Kelompok negara BRICS (Brasil, India, Cina, dan Afrika Selatan) semakin didesak untuk memperjelas sikap terhadap invasi Rusia di Ukraina.
Persekutuan dagang negara-negara ekonomi menengah itu merupakan pemasok bahan baku terbesar bagi Rusia dan sebabnya berperan penting dalam menegakkan sanksi internasional.
Salah satunya adalah kredit dagang melalui Bank Pembangunan Baru (NDB), lembaga kredit yang dibentuk kelima negara.
Baca Juga: Harga Emas Naik Imbas Keraguan Gencatan Senjata Rusia-Ukraina
NDB meminjam duit di pasar internasional dengan bunga rendah untuk kemudian dikucurkan dalam bentuk kredit kepada negara-negara BRICS.
"Saat ini posisi BRICS cenderung menahan diri dan tidak ada koordinasi politik yang kuat untuk bereaksi terhadap sanksi oleh Amerika Serikat dan Eropa,” kata Roberto Goulart dari Universitas Brasilia kepada DW.
"Di tengah ketidakpastian yang besar, BRICS cenderung tidak ingin mendeklarasikan keberpihakan politik,” imbuhnya. "Mereka belum punya strategi yang jelas,” timpal Ignacio Bartesaghi, Direktur Institut Perdagangan Internasional di Universitas Katholik, Uruguay.

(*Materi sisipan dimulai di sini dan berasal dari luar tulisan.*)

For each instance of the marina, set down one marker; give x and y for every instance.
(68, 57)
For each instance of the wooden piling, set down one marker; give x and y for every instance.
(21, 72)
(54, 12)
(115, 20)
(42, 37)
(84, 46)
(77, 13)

"Namun, yang jelas kita akan segera memiliki aliansi, koalisi, dan kemitraan geostrategis yang baru.”
Kocok ulang kemitraan dagang Larry Fink, Direktur Blackrock, sebuah perusahaan manajemen keuangan, meyakini perceraian jangka panjang antara Rusia dan perekonomian dunia akan memorak-porandakan jaringan kemitraan dagang yang ada, tulisnya dalam sebuah surat kepada para pemegang saham.
Baca Juga: Harga Minyak Dunia Melesat 3 Persen Usai Barat Berencana Beri Sanksi Baru ke Rusia
Menurutnya, negara-negara di dunia akan mengkaji ulang dan mengurangi kebergantungannya terhadap negara lain.
Hal ini bisa memicu penarikan dana investasi dari sejumlah negara dan terbentuknya persekutuan dagang baru dengan negara lain.
Kegaduhan akibat invasi Ukraina sebabnya dilihat sebagai peluang bagi negara sentra produksi lain seperti Meksiko, Brasil, atau Asia Tenggara.
Ketika Arab Saudi menolak desakan AS menambah produksi minyak, Brasil berinisiatif meningkatkan kapasitas produksi sebanyak 10 persen hingga akhir tahun.
Keputusan itu, demikian kata Menteri Energi dan Pertambangan Bento Albuquerque, "merupakan sumbangsih Brasil bagi stabilitas pasar energi global.”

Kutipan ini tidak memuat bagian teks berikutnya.